Le procès des deux plus hauts dirigeants Khmers rouges encore vivants est entré mercredi dans sa phase finale au Cambodge, ravivant le souvenir des deux millions de morts causés par le régime, face à des accusés dans le déni.

«En dépit du nombre des charniers, les accusés continuent de nous dire qu'ils ne savaient pas», a lancé Elisabeth Simonneau-Fort, une des avocates des victimes, dénonçant des accusés octogénaires qui se sont «murés dans le silence» alors que ce procès hors normes, aux plus de 3800 parties civiles, touche à sa fin.

Revenant sur l'évacuation forcée des deux millions d'habitants de la capitale en avril 1975, dans le cadre de l'utopie marxiste des Khmers rouges de créer une société agraire sans citadins, l'avocate a appelé la cour et le public à «voir ces gens qui marchent dans la violence, la menace».

«Je voudrais que nous soyons tous capables de voir ceux qui marchent le long des routes», décrivant avec une émotion intense les parents «affolés» de perdre leurs enfants, envoyés dans des camps séparés.

«Qu'ils soient forcés de les voir», a-t-elle ajouté à l'adresse des deux compagnons de route de Pol Pot, poursuivis pour génocide, crimes de guerre et crimes contre l'humanité.

Seul l'ancien chef de l'État du «Kampuchéa démocratique» Khieu Samphan, 82 ans, a pu l'entendre de vive voix, l'ancien idéologue du régime Nuon Chea, 87 ans, s'étant fait porter pâle le matin, après vingt minutes d'audience.

«Je veux aller dans la cellule du sous-sol», a demandé «Frère numéro deux» (Pol Pot étant le numéro un), le regard caché par ses habituelles lunettes noires.

Quelque 500 Cambodgiens, victimes ou ex-Khmers rouges, mais aussi moines ou étudiants, conduits par autocars affrétés par la cour, ont assisté mercredi au début de cette dernière étape judiciaire avant le verdict.

Cela porte à près de 100 000 le nombre de personnes ayant assisté aux plus de 200 jours d'audience, selon ce tribunal spécial parrainé par les Nations unies.

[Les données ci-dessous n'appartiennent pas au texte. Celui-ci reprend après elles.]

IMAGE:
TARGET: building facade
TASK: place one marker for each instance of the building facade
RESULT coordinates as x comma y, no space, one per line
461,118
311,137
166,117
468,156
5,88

«J'espère que cela apportera la justice aux victimes», a expliqué dans le public Kuy Pel, agriculteur de 62 ans qui a perdu plusieurs proches, dont un enfant de deux ans, morts de faim, prônant la réconciliation.

«Le début de la fin»

Cette nouvelle étape judiciaire est très attendue, près de quarante ans après le régime paranoïaque de Pol Pot (1975-79), qui fit deux millions de morts, exécutés, morts de faim ou d'épuisement.

Alors que le procès commencé en 2011 a été découpé en segments de crainte de voir mourir les accusés, ce premier «mini-procès» porte uniquement sur l'évacuation forcée de la capitale.

L'avocate des parties civiles Christine Martino a évoqué les «sinistres convois vers l'enfer» déportant les deux millions d'habitants de Phnom Penh notamment vers des fermes dans les campagnes.

«Ce ne sont pas les petits chefs qui ont organisé ces convois», a-t-elle dit.

Son collègue Hong Kim Suon a quant à lui insisté sur le fait que les Khmers rouges avaient «utilisé la privation de nourriture comme un moyen de répression». Nuon Chea et Khieu Samphan «savaient non seulement ce qui se passait, mais ont échafaudé cette politique», a-t-il martelé.

Après les conclusions des parties civiles, l'audience doit se poursuivre jeudi avec les réquisitoires des procureurs, puis les plaidoiries de la défense, jusqu'au 31 octobre.

Le verdict devrait ensuite être rendu au premier semestre 2014, après examen de quelque 4.000 documents. Les dommages aux victimes doivent servir le cas échéant à des projets collectifs comme la construction d'un mémorial ou des travaux de documentation.

Aucune date n'a été fixée pour le «mini-procès» suivant, mais le tribunal a évoqué la possibilité qu'il puisse commencer avant même ce verdict, malgré les problèmes de financement.

«Le début de la fin», titrait mercredi en première page le journal anglophone The Phnom Penh Post, rappelant que le procès-fleuve dure depuis près de deux ans, «après 212 jours d'audience et la perte de deux des accusés».

L'ancien ministre des Affaires étrangères Ieng Sary est en effet mort en mars, à 87 ans, et sa femme, l'ex-ministre des Affaires sociales Ieng Thirith, a été libérée pour démence.

Depuis sa création en 2006, le tribunal n'a rendu qu'un seul verdict: la perpétuité pour «Douch», chef de la prison de Tuol Sleng à Phnom Penh, où 15 000 personnes ont été torturées avant d'être exécutées.